Drew and I are in DC. We left Friday March 6. It was a long drive, 12.5 hours to be exact. It wasn't supposed to take us that long, but we had issues. Drew went to Mapquest to get directions. Easy enough right? Yeah, right. We have had issues with Mapquest in the past. We went to Chicago to go to IKEA. We drove around for a while completely lost. We decided to look at our directions for IKEA instead of our hotel, only to find out our hotel and IKEA were pretty much next to each other. Nice!

So back to DC. We are on the freeway looking for our exit. We pass what we now know is our exit and proceed to keep driving South. We drive for a while and end up in the GHETTO!! I'm not kidding. If you would have looked up Ghetto in the dictionary, we would have been in the definition. We were ghetto lost for about two hours. It was interesting. We finally asked for directions to get back to the freeway. We found the freeway and thought we were doing good. Not so much. We stopped again for directions and sort of got where we were going.
After driving around under our new directions, we decided to call the hotel. The first woman we talked to was convinced we were in the "area" of where the hotel was. She was wrong.
We called the hotal back again and Drew insisted the woman we were talking to not hang up with us until we were in the driveway of the hotel. Considering we had a good couple of miles to go in DC traffic, she didn't stay on the phone with us, but was nice enough to let us call her back.

We did finally find where we had to be. It was painful getting here. We spent an additional 4 hours driving around, getting lost. The hotel wasn't (isn't) what we expected. I'll dedicate a whole blog to our hotel! It'll be worth the wait!

Wednesday, March 4, 2009

Isms and OCD

Some people would say I have OCD. Some people would say my Courtneyisms are odd. Some people would just say I am odd. Drew and I were hanging out the other night. I had just gotten home from work. I did a video shoot. The MC of the show I shot had some issues with breathing. Our sound guy never turned down the podium mic, so as the MC was waiting for a speaker to finish, everyone who was plugged into the audio system got to hear the MC's heavy breathing. After 8 hours, the heavy breathing got a tad annoying.
I told Drew this story and then for some odd reason, I confessed to Drew that breathing really bothers me. Not bothers me as in, I hate the fact that I have to breathe multiple times a day, or that I find breathing to be a hard thing to do. More of a I can't stand to be breathing in sync with another person. It bothers me to no end. I hate it. I've been like this for as long as I can remember. When I was little, if I were sitting on my mom or dad's lap, I would make sure my breathing was off from theirs. Breathing in at the same time bothers me more than breathing out at the same time. For some reason, I just can not be on the same breathing pattern as someone else - this only qualifies for people who's breathing can actually hear.

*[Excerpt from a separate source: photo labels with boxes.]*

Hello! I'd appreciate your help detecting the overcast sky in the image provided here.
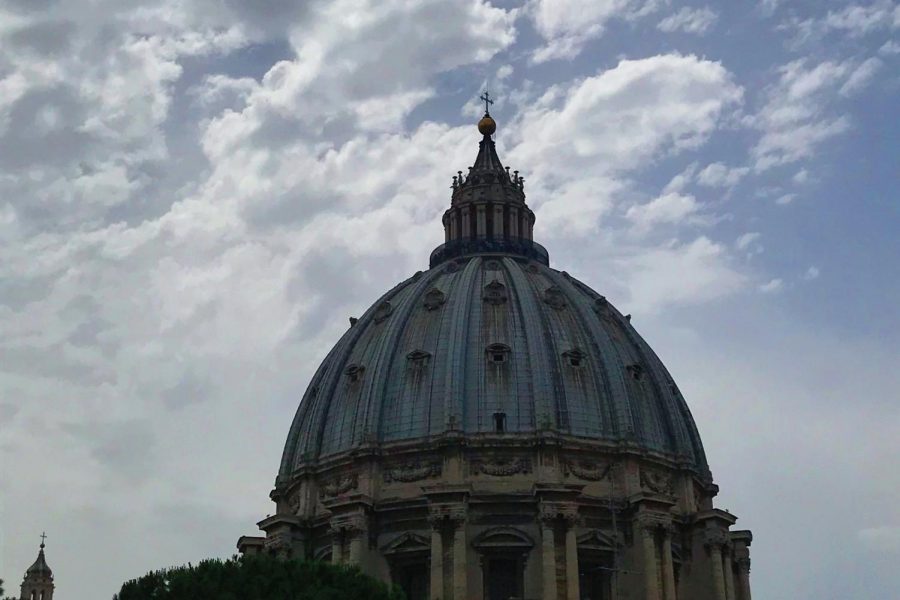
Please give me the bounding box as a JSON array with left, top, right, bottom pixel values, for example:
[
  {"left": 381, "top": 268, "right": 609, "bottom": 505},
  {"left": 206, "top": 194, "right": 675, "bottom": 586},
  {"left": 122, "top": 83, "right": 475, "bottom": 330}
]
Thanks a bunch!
[{"left": 0, "top": 0, "right": 900, "bottom": 600}]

I also HATE mouth breathing. I am 100% a nose breather. Mouth breathing is flat out disgusting. It annoys me to no end. I have no idea why. The sound to me is beyond irritating. I am also not a fan of open mouths. A person sitting there with their mouth open grosses me out. If someone is sitting there, with their mouth open and breathing through the mouth - it annoys me. It's not quite nails on a chalkboard, but it's pretty close.

I'm going to call this the first of my Isms blog. I have many more to share. I'll take it slow and share more later.